While both hyaluronan and hyaluronic acid can be derived from various sources, there’s a notable difference in their origins. Hyaluronan is naturally produced in the body, primarily in the connective tissues, joints, and skin. In contrast, hyaluronic acid used in skincare products is typically synthesized through a fermentation process, involving bacteria and yeast.
This synthetic production allows for more control over the quality and consistency of hyaluronic acid in skincare products. However, some people prefer naturally sourced ingredients like hyaluronan for their potential compatibility with the body’s own processes.
Compatibility and Sensitivity
Skincare is a highly individualized journey, and what works wonders for one person might not be suitable for another. When it comes to hyaluronan and hyaluronic acid, some individuals with sensitive skin may find one more compatible than the other.
Hyaluronan, being a natural component of our skin, is generally well-tolerated by most people. It’s less likely to cause irritation or allergic reactions, making it a safer bet for those with sensitive skin.
Hyaluronic acid, while generally safe for most skin types, can occasionally lead to dryness or irritation, particularly if used in high concentrations. If you have sensitive skin, it’s essential to choose products with lower concentrations of hyaluronic acid or patch-test them before applying them all over your face.
Choosing the Right Ingredient for You
Now that you understand the key differences between hyaluronan and hyaluronic acid, how do you choose the right one for your skincare routine? Here are some tips to help you decide:
- Skin Type: Consider your skin type and any specific concerns you want to address. If you have sensitive or easily irritated skin, hyaluronan might be a safer option. If you’re looking for intense hydration and anti-aging benefits, hyaluronic acid could be your go-to.
- Product Form: Pay attention to the type of product you’re using. Hyaluronan is often found in moisturizers and hydrating creams, while hyaluronic acid is commonly found in serums, masks, and specialized treatments. Choose products that align with your skincare goals.
- Ingredients List: Always check the ingredients list on skincare products. Look for formulations that suit your preferences in terms of molecular size, concentration, and potential additives.
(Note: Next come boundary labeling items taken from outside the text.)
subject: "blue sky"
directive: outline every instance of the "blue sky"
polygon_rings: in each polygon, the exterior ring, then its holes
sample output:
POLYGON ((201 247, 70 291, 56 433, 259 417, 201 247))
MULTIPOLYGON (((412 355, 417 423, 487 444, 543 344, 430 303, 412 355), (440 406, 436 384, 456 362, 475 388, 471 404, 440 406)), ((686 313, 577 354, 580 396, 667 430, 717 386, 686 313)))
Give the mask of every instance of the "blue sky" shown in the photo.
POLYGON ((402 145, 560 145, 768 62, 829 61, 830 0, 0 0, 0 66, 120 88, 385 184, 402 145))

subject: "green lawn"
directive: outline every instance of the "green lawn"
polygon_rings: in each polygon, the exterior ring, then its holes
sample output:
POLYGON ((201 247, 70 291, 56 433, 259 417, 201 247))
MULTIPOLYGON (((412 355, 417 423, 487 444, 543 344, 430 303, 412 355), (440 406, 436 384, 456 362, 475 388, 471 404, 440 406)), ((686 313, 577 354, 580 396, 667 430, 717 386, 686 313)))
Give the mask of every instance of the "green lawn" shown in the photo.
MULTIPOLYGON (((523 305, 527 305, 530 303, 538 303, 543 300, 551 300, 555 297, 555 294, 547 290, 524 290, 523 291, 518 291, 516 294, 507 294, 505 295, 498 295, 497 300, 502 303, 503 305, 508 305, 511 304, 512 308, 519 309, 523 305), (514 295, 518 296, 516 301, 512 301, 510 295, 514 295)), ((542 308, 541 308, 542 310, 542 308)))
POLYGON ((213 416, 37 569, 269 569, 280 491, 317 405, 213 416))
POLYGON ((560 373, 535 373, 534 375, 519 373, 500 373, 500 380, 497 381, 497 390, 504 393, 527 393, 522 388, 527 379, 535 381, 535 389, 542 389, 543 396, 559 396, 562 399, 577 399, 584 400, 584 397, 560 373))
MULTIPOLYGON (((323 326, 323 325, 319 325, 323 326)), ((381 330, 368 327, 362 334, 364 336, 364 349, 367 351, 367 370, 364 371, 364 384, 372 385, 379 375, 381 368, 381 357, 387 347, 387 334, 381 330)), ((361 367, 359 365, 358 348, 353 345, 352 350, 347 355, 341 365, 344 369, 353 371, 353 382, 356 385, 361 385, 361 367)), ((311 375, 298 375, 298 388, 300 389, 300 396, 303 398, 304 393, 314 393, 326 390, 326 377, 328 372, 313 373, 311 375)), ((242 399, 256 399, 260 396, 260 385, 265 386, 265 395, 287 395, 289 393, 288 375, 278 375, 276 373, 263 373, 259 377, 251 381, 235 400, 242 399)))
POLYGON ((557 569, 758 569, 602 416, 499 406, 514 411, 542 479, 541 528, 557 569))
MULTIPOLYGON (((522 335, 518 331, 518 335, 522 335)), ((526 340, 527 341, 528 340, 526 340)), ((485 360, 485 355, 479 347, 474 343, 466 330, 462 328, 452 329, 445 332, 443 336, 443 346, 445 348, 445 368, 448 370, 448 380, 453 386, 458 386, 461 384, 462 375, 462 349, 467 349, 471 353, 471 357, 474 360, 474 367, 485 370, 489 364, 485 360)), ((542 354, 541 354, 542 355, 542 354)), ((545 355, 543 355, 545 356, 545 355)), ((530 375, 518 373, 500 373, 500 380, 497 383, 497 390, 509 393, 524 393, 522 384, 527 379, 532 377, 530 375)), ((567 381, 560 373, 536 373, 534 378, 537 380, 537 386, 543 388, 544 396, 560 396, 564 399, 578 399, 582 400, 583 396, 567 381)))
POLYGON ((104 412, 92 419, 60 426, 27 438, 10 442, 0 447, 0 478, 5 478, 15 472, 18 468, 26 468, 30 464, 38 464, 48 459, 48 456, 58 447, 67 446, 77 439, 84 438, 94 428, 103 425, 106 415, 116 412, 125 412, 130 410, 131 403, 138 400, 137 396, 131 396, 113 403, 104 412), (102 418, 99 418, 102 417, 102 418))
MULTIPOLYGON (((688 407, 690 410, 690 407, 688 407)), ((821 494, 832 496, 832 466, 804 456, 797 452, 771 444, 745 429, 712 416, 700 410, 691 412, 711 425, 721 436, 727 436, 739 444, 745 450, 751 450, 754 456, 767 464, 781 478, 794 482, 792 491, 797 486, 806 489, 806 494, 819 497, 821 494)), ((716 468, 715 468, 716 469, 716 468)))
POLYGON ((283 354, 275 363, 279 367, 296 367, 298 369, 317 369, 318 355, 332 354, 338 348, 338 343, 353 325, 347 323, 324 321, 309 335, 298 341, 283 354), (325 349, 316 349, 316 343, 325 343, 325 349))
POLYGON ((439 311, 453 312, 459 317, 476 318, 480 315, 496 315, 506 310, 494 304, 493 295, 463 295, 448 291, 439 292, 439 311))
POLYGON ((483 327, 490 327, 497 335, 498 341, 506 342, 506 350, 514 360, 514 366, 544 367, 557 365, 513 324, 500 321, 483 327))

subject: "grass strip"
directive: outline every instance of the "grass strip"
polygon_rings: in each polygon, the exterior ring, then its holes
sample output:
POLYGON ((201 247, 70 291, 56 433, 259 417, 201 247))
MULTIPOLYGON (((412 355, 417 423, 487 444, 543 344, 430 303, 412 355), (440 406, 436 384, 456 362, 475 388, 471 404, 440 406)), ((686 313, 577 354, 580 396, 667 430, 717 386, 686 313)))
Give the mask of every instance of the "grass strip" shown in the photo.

- Patch-Test: If you’re unsure how your skin will react to a new product, perform a patch test on a small area of skin to check for any adverse reactions before applying it to your entire face.
Hyaluronan vs Hyaluronic Acid
|Molecular Size||Larger (natural)||Smaller (synthetic)|
|Concentration and Potency||Lower concentrations in skincare products||Higher concentrations in skincare products|
|Origins||Naturally occurring in the body||Synthesized through fermentation|
|Compatibility and Sensitivity||Generally well-tolerated, suitable for sensitive skin||May occasionally cause dryness or irritation|
In the world of skincare, understanding the differences between hyaluronan and hyaluronic acid is essential for making informed choices about the products you use. While these two ingredients share a common origin, their molecular sizes, concentrations, and origins set them apart.
Ultimately, the choice between hyaluronan and hyaluronic acid depends on your specific skin type, concerns, and personal preferences. Whichever you choose, the goal remains the same: achieving healthy, radiant skin that exudes confidence. So, go ahead and embrace the skincare ingredient that aligns best with your unique needs, and let your beauty shine through.
Rebecca is a licensed aesthetician and certified laser technician with almost 15 years experience in the dermatology. Her life-long passion is making people look good and happy.